Are you allowed to curl up and cry? Of course. But only for so long. Being around your friends when you are sad doesn’t always have to be about you. Talk about them, what’s going on in their lives, or do something that doesn’t involve a lot of conversation. Things like yoga and church are even good options because you can feel a sense of belonging and collective energy without having to even make eye contact with anyone.

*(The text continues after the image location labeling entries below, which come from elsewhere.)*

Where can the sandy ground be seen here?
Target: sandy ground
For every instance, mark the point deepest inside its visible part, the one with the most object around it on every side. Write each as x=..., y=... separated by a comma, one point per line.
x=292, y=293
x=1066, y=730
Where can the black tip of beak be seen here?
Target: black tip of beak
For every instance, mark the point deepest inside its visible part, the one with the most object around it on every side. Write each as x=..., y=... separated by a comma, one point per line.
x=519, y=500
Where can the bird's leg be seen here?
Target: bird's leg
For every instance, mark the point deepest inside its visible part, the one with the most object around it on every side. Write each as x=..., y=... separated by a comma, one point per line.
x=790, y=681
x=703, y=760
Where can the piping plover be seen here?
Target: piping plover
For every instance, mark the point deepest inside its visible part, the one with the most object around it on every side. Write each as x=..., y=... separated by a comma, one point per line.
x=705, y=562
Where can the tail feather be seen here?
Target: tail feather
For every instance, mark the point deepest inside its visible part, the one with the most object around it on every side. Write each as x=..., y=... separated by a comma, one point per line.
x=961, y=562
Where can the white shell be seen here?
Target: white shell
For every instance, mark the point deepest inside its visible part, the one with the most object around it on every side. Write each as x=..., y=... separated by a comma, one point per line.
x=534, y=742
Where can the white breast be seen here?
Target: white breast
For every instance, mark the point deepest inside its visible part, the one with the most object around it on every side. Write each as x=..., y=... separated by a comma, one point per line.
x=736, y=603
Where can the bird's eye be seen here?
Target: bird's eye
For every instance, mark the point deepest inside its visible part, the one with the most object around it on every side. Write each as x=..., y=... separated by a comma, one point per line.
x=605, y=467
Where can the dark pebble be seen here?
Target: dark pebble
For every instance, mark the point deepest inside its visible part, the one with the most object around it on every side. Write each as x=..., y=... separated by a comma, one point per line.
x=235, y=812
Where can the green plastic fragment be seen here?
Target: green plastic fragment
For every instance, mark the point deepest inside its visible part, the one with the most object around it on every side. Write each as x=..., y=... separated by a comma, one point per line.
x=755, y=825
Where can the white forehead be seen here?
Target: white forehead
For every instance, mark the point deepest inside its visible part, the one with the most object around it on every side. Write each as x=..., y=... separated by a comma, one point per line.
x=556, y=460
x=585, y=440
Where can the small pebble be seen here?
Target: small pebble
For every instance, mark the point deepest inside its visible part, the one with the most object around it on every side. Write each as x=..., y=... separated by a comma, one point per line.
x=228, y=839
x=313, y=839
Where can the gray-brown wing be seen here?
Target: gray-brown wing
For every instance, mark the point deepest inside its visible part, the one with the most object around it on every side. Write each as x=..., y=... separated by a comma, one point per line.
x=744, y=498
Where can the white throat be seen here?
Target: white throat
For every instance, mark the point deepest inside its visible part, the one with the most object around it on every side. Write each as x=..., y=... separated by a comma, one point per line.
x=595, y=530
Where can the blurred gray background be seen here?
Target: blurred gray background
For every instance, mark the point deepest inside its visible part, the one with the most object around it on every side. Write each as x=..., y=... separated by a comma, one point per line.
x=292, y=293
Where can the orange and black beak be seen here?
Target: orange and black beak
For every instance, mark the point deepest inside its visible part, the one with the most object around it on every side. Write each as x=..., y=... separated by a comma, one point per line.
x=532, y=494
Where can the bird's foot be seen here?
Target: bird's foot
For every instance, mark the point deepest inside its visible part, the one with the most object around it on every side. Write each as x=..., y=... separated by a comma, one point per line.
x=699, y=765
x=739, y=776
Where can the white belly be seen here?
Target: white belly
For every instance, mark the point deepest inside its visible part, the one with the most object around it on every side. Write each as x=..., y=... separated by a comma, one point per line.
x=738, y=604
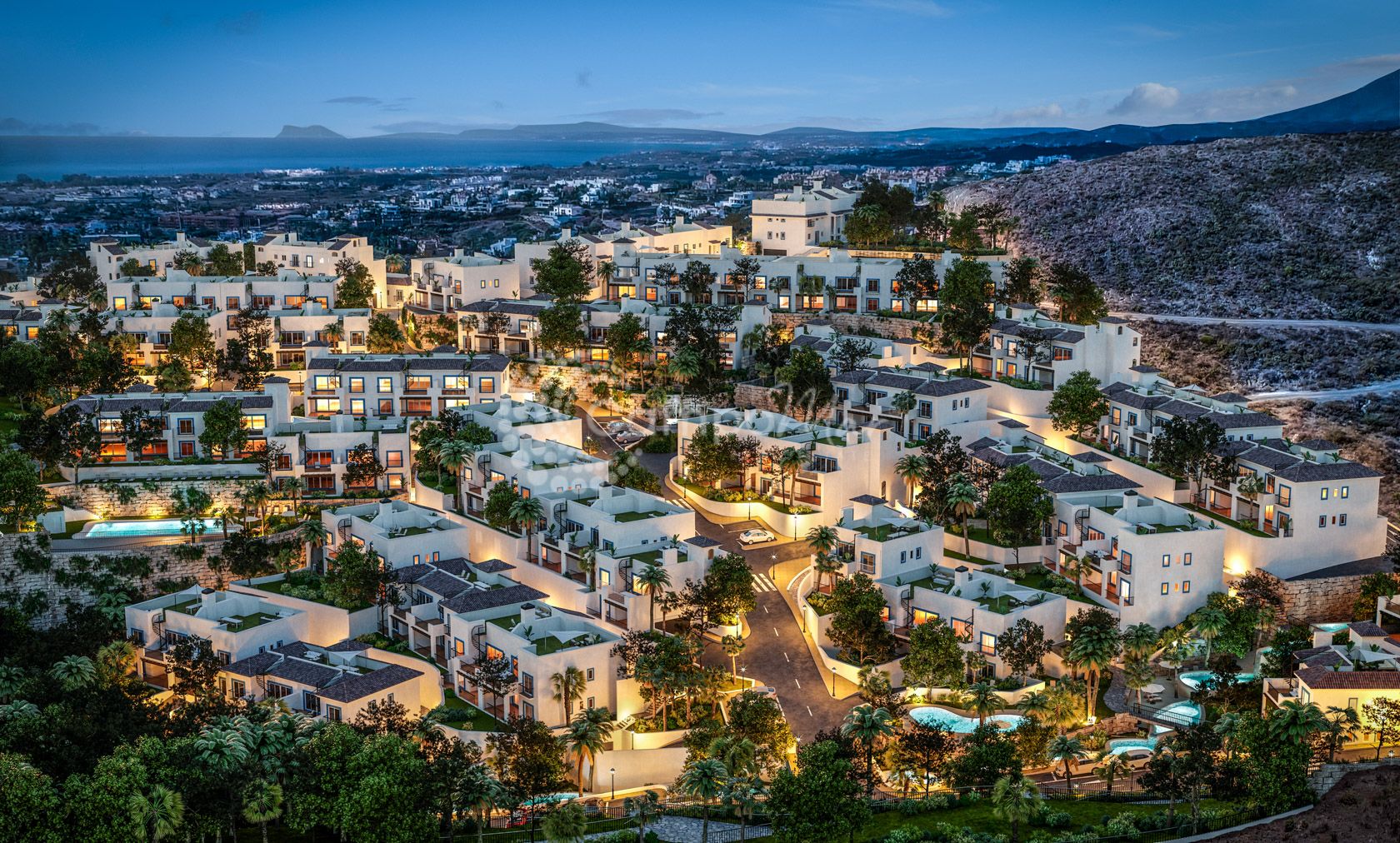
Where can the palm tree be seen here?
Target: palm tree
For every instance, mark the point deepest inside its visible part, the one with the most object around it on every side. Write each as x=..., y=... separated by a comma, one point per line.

4. TAKE CARE OF YOUR PHYSICAL BODY
Duh. Except that many people don’t actually do it. We hear the cliche of women crying over a pint of Ben & Jerry’s while watching marathons on Lifetime. After a breakup you can feel physically as well as emotionally exhausted. So time for rest and ice cream is totally allowed. But what are you doing for balance? After a breakup, some of your power is lost. So when we feel helpless or that we’ve lost control, we need some of that back.
My standing joke with clients is that Counseling 101 is: We can’t control other people. Which means the only thing we can control is ourselves and our own actions. One of the best ways I know to feel better about yourself mentally and physically is exercise. In whatever form you’d like. Running, yoga, boxing, spin classes. Whatever works. Even just going outside for a walk will help improve mood. And be mindful of what you are putting in your body. What you eat and drink directly affects mood. Getting enough sleep is key as well. We reset and regroup mentally and physically during sleep, so it’s critical in the healing process.
5. SEE A THERAPIST
After a breakup many people default to thinking, “there is something wrong with me.” Your friends are biased. They love you and will usually take your side no matter what, and that reassurance only goes so far. So if it’s really impacting your self worth, go see a professional.
He/she can help you determine that you are just fine the way you are and help you deal with the disappointment of the relationship ending. Or, if you do have some kind of barrier preventing you from being in a healthy relationship, they can help you understand and change your thoughts and behaviors.
6. MAKE A PLAN FOR WHEN HE/SHE CONTACTS YOU
More often than not, after a breakup someone is reaching out for various reasons. One last booty call. To say “I miss you” or “How are you doing?” Or maybe because there is still “stuff” that needs to be exchanged or given back. Either way, I always advise people to prepare for contact, in whatever form it may show up.
Be prepared with how you’d like to answer, how you might respond to various questions. So that when it happens, as it usually does, you are prepared and more likely to stick to your plan. A good rule in creating such a plan is to keep it kind, but firm. Stay away from insults and negativity. The goal is for you to feel empowered, and trying to attack someone else is typically not the smartest strategy to get you there.